LAOLA1-Experte Bernd Freimüller wirft wieder einen Blick auf den kommenden Gegner Österreichs (Do., ):

Das 8:0 der Schweden gegen Italien könnte schon ein Vorbote darauf sein, was Österreich erwarten kann: Die Truppe von Rikard Grönborg (ab nächster Saison bei den ZSC Lions) ging keineswegs aus sich heraus, kesselte die Italiener aber trotzdem fast die ganze Spielzeit ein. Wenn die Azzurri sich dann einmal befreien konnten, reichte ein schneller Antritt oder ein leichter Pokecheck, um diese Angriffsbemühungen zu unterbinden. Das Schussverhältnis von 58:13 sagt alles über die Klassenunterschiede in diesem Turnier.

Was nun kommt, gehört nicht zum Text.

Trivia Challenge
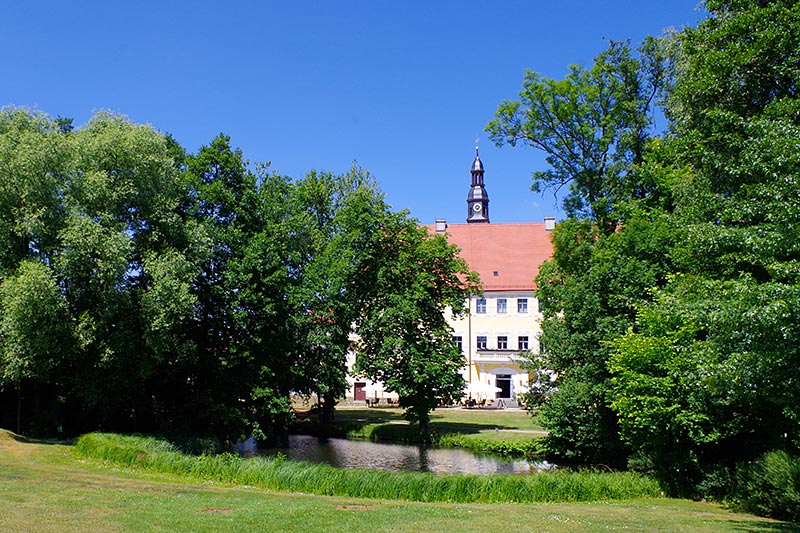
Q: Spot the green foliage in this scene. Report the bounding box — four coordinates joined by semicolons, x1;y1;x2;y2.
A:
527;209;676;466
76;433;660;503
0;260;73;380
738;451;800;522
356;215;477;435
486;39;671;232
434;434;541;457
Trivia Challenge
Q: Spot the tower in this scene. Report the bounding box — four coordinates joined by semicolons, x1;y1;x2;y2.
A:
467;146;489;224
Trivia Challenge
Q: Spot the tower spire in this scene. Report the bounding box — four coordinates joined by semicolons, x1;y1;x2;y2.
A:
467;146;489;224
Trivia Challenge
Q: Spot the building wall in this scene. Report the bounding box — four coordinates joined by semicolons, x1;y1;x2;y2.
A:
448;291;541;398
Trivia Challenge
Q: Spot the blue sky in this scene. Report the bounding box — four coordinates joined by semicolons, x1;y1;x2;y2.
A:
6;0;704;223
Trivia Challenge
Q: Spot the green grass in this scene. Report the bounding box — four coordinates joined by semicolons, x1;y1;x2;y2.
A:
294;407;545;457
336;406;542;431
75;433;660;503
0;430;797;533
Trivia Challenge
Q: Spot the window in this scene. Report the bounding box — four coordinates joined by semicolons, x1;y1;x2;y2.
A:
517;336;528;350
497;298;508;314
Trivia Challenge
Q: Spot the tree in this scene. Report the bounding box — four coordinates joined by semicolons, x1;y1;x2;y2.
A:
487;37;673;466
529;210;674;467
486;38;671;234
292;166;385;424
610;1;800;496
0;109;197;434
356;213;479;439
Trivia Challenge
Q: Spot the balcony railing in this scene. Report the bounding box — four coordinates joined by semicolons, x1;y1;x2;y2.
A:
472;348;526;363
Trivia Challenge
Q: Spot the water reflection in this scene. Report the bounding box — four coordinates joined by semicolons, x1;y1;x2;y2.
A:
259;435;551;474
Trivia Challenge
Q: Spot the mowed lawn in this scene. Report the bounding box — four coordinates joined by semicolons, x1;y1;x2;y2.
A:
0;430;797;532
328;406;545;440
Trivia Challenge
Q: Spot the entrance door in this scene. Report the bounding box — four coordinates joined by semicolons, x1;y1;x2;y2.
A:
353;382;367;402
495;374;511;399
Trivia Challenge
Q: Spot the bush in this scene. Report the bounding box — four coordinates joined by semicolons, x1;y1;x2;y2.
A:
76;433;660;503
739;451;800;522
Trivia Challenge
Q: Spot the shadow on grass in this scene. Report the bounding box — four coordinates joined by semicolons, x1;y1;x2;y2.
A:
0;428;75;446
732;520;800;533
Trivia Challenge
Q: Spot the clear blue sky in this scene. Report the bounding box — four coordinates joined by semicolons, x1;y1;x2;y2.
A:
6;0;704;223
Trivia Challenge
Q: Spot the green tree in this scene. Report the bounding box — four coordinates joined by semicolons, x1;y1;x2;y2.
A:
487;37;673;466
356;213;479;439
0;109;195;433
292;166;384;424
486;38;672;233
610;1;800;493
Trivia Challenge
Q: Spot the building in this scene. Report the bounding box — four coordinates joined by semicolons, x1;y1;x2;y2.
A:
349;148;555;400
431;149;555;399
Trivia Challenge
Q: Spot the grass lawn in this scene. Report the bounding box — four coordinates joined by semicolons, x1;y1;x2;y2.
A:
0;430;798;532
322;406;546;443
328;406;542;431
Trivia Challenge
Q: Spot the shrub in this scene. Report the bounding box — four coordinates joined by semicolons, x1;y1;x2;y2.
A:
76;433;660;503
739;451;800;522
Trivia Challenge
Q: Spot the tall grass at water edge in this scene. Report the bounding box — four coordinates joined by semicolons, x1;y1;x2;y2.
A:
76;433;660;503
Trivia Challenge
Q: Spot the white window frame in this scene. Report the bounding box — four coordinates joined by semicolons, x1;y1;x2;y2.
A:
497;298;508;315
517;335;530;351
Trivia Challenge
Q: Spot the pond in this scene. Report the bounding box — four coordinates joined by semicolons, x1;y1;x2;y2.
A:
258;435;553;474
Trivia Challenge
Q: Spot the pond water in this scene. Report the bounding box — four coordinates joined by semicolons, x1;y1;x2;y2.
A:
258;435;552;474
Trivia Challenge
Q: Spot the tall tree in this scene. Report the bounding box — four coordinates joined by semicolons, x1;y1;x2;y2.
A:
611;1;800;492
486;38;671;233
487;38;673;466
356;213;479;439
292;166;383;424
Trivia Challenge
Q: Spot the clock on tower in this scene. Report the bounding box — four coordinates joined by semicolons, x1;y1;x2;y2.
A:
467;147;489;224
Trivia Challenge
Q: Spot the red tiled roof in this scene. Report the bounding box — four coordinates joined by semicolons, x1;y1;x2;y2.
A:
427;222;553;292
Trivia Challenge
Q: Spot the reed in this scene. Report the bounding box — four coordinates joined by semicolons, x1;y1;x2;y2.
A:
76;433;660;503
435;434;539;457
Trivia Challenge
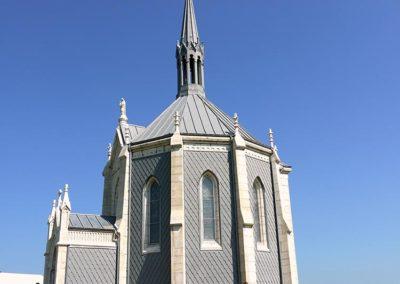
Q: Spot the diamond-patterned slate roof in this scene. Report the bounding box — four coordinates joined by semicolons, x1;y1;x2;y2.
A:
132;95;260;144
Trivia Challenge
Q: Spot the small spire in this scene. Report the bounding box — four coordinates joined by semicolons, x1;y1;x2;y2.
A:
181;0;200;45
268;128;278;152
268;128;275;148
61;184;71;210
174;111;181;133
57;189;62;208
233;112;239;134
119;98;128;122
107;143;112;161
49;199;57;224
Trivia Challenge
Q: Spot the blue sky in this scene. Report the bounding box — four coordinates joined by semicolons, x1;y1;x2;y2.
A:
0;0;400;284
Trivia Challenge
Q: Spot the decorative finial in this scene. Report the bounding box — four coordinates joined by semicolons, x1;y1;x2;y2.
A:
107;143;112;160
174;111;181;133
57;189;62;207
119;98;128;122
233;112;239;133
268;128;275;148
268;128;278;152
61;184;71;210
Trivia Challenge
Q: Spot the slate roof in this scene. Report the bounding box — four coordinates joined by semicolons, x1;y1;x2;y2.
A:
129;124;146;139
181;0;200;44
68;213;115;231
132;94;261;144
65;246;117;284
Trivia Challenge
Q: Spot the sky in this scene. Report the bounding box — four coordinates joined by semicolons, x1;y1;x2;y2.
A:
0;0;400;284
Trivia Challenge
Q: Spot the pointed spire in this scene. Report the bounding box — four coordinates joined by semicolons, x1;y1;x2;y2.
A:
107;143;112;161
49;199;57;224
181;0;200;45
119;98;128;123
61;184;71;210
57;189;62;209
174;111;181;133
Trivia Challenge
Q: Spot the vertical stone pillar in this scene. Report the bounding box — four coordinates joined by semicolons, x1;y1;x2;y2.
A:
115;146;131;284
186;57;192;85
178;58;183;86
271;155;299;284
201;59;206;88
55;205;71;284
194;58;199;85
170;131;186;284
233;131;257;284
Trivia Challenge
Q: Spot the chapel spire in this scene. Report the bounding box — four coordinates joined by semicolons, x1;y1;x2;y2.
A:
176;0;204;97
181;0;200;45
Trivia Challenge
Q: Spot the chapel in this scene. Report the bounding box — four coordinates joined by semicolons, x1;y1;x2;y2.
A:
44;0;298;284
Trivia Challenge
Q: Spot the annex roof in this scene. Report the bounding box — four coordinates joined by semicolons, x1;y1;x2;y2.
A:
68;213;115;230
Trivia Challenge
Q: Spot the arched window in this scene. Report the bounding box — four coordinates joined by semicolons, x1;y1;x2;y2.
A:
142;178;161;253
253;178;268;250
200;172;221;250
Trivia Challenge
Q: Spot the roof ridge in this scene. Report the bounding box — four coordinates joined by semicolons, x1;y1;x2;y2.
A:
200;97;257;141
135;97;184;141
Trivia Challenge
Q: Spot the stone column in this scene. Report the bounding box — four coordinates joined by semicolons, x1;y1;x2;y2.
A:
233;131;257;284
178;58;183;87
201;59;206;88
55;206;71;284
194;58;199;85
170;127;186;284
115;146;131;284
271;151;299;284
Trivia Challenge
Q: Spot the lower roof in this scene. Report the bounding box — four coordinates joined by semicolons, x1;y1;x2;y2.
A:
68;213;115;231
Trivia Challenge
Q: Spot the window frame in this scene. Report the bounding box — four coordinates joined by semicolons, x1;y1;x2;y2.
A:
142;177;161;254
253;177;270;252
198;171;222;251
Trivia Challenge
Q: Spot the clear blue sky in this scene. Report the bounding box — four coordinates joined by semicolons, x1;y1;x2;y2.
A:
0;0;400;284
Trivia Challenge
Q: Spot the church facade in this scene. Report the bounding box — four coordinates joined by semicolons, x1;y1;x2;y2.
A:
44;0;298;284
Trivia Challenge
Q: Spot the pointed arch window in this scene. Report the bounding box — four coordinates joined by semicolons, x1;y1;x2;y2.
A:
200;172;221;250
142;178;161;253
253;178;268;251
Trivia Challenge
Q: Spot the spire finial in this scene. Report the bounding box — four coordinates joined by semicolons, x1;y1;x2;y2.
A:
268;128;275;148
268;128;278;152
174;111;181;133
61;184;71;210
48;199;57;224
181;0;200;45
57;189;62;208
119;98;128;122
107;143;112;161
233;112;239;133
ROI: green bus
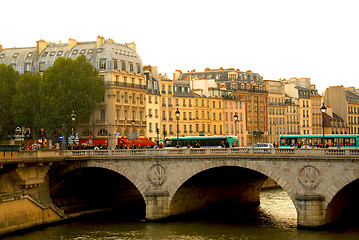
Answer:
[163,136,239,148]
[279,134,359,148]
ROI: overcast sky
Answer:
[0,0,359,93]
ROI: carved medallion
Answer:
[298,166,320,189]
[147,163,167,186]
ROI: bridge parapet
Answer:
[64,148,359,157]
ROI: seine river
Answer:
[2,189,359,240]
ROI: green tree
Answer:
[12,73,41,138]
[0,64,20,138]
[40,55,105,134]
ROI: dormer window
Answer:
[100,58,106,70]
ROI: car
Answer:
[251,143,274,149]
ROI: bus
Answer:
[279,134,359,148]
[163,136,239,148]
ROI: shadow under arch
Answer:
[325,179,359,226]
[169,166,268,216]
[49,167,146,218]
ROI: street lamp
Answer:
[233,113,239,147]
[175,108,180,148]
[71,110,76,135]
[320,103,327,147]
[156,128,160,148]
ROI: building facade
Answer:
[323,85,359,134]
[144,65,161,144]
[179,68,268,145]
[264,80,287,144]
[0,36,146,148]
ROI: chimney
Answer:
[36,39,48,54]
[68,38,77,51]
[97,36,105,48]
[125,42,136,52]
[173,69,182,80]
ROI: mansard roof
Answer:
[0,37,143,74]
[345,90,359,102]
[179,68,263,83]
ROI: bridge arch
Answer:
[325,174,359,223]
[52,160,145,199]
[168,160,297,218]
[50,160,146,217]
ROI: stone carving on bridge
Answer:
[147,163,167,186]
[298,165,320,189]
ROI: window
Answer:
[39,62,45,72]
[24,63,31,72]
[100,110,106,120]
[100,58,106,70]
[121,61,126,71]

Grönborg hatte zu Turnierbeginn erst 21 Spieler angemeldet, darunter aber schon 18 NHLer. Mit anderen Worten: Selbst die Rollenspieler kommen aus der besten Liga der Welt, vom Kern des Teams ganz zu schweigen. Dazu gehört sicher Goalie Henrik Lundqvist, der auf seine alten Tage (37) Lust am Nationalteam gefunden zu haben scheint und auf seinen zweiten WM-Titel hofft. Stellvertreter Jacob Markström schlug sich heuer in Vancouver besser als erwartet.